Voilà, il l'a dit. Il y a deux jours qu'il veut se débarrasser de ce fardeau et de la nausée qui ne le lâche plus. Deux jours qu'il tremble à l'idée de remettre les pieds à la boutique. Il l'a dit, mais cela ne soulage ni son estomac ni son subconscient.

— Tu es sûr de ça ? demande Michel. C'est peut-être une nana de la cia ou de la nsa que Delaunay t'aurait collée sur les reins pour te surveiller. Ça pourrait même être un agent de Decaze chargé de te protéger.

— Les clins d'œil, Michel. Ann m'en a fait un avant de poignarder Smith et un après avoir épargné Decaze. Anton et Carlo. (Il respire difficilement.) Ce sont exactement les mêmes que ceux d'Alana. Je veux dire : le clin d'œil fait partie de ces signaux noologiques qui nous permettent de différencier n'importe quel individu d'un autre en... en un clin d'œil.

— Rien pané.

— Nous avons tous une façon différente de faire des clins d'œil. Nous en avons même plusieurs, suivant le message que nous souhaitons transmettre. Complice, taquin, aguicheur, affable, etc., mais, quelle que soit l'émotion avec laquelle nous les habillons, nos clins d'œil font partie des signatures de notre personnalité.

— Ann et Alana ont la même signature clindoculaire, c'est ça ?

Malgré lui, Stephen sourit. Michel est exactement l'exutoire qu'il lui fallait.

— Oui, et je suis sûr qu'Ann l'a fait exprès. (Son humeur retourne à la noirceur aussi sec.) Elle transforme à volonté son apparence, sa voix, son allure, son accent, tous ses signaux corporels, et elle est capable de le faire à une vitesse ahurissante. Elle voulait que je sache sans nul doute possible.

— Euh...

— Il y a d'autres choses, des choses que je ne pouvais pas voir parce que je ne savais pas que je devais y prêter attention. Chez Nussbauer, plusieurs fois, elle a disparu ou elle est réapparue, comme ça, d'un coup. Nous discutions ; j'ai mis ça sur le compte de l'intérêt que je portais à ce que Nussbauer disait. Il y a aussi l'intérêt qu'elle portait, elle, à mon travail. Je pensais qu'elle me testait pour protéger Nussbauer, mais même à Avoriaz, elle m'a fait parler de mon boulot. Et à l'aéroport, à Genève, elle a prétexté qu'elle détestait les adieux dans les salles d'embarquement pour que nous nous séparions à l'extérieur. J'ai vérifié. Il y avait un Genève-Berlin dix minutes après le Genève-Athènes.

— Tu crois que c'est par toi qu'elle est remontée jusqu'à la cellule berlinoise ?

— Je ne l'ai jamais mentionnée. Non, je crains d'avoir couché avec un monstre pour qui je suis un livre ouvert et qui connaît mon adresse et mon numéro de téléphone.

Stephen quitte le banc. À sa grande surprise, Michel rafle son sac et le suit.

— Si tu as encore un peu de ce saint-véran, je crois qu'on va aller se saouler ensemble.

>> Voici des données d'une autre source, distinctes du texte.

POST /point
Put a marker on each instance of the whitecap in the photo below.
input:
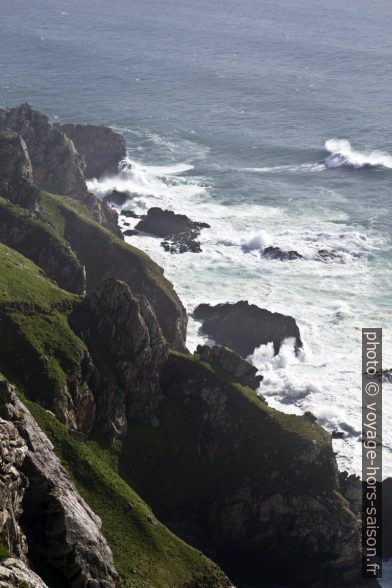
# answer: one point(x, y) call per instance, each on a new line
point(343, 155)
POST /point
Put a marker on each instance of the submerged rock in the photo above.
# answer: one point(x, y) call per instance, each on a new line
point(101, 147)
point(233, 364)
point(280, 254)
point(242, 326)
point(180, 232)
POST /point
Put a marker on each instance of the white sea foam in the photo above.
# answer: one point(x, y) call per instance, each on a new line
point(343, 155)
point(325, 377)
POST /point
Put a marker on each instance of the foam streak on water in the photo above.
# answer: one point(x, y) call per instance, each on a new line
point(316, 290)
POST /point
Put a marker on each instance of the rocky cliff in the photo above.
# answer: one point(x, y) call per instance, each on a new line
point(102, 149)
point(111, 413)
point(57, 533)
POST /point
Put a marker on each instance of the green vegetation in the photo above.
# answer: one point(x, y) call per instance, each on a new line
point(38, 347)
point(146, 553)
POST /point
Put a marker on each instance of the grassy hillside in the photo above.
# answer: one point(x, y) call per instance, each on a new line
point(103, 255)
point(146, 553)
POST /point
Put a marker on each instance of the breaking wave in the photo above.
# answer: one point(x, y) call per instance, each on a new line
point(343, 155)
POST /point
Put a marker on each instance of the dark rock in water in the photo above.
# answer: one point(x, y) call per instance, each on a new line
point(180, 232)
point(16, 172)
point(328, 255)
point(281, 255)
point(165, 223)
point(242, 326)
point(182, 243)
point(58, 527)
point(351, 488)
point(231, 362)
point(129, 213)
point(116, 197)
point(101, 147)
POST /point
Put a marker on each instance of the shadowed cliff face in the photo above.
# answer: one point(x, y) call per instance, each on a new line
point(128, 349)
point(101, 148)
point(257, 488)
point(56, 166)
point(61, 532)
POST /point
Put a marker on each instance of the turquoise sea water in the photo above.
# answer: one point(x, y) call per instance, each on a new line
point(227, 108)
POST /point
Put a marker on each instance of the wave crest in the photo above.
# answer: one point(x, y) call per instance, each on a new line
point(343, 155)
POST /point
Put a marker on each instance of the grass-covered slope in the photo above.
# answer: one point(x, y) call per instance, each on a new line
point(105, 255)
point(41, 243)
point(146, 553)
point(39, 348)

Stephen est tellement interloqué que Michel ajoute :

— Tu te rappelles la blonde ?

— L'Allemande d'Uzès, Hilde ?

— Non, la tienne.

— Pardon ?

— Je t'en ai parlé plusieurs fois. Je l'ai aussi vue à Uzès d'ailleurs. On la soupçonnait de bosser pour Delaunay après l'avoir soupçonnée d'être un chien de garde de Decaze. Tu te rappelles ? C'était le jour des monte-en-l'air. Même que je pensais l'avoir aperçue en brune à une autre occase et que tu me prenais pour un affabulateur.

Stephen lui attrape le bras. Il a les yeux hagards, mais les mots ne parviennent pas à se former.

— T'as pigé, lâche Michel. C'est peut-être pas un hasard si t'arrives pas à te souvenir d'elle et si je suis incapable de la décrire.

Stephen a juste le temps de s'appuyer sur le dossier du banc pour vomir derrière.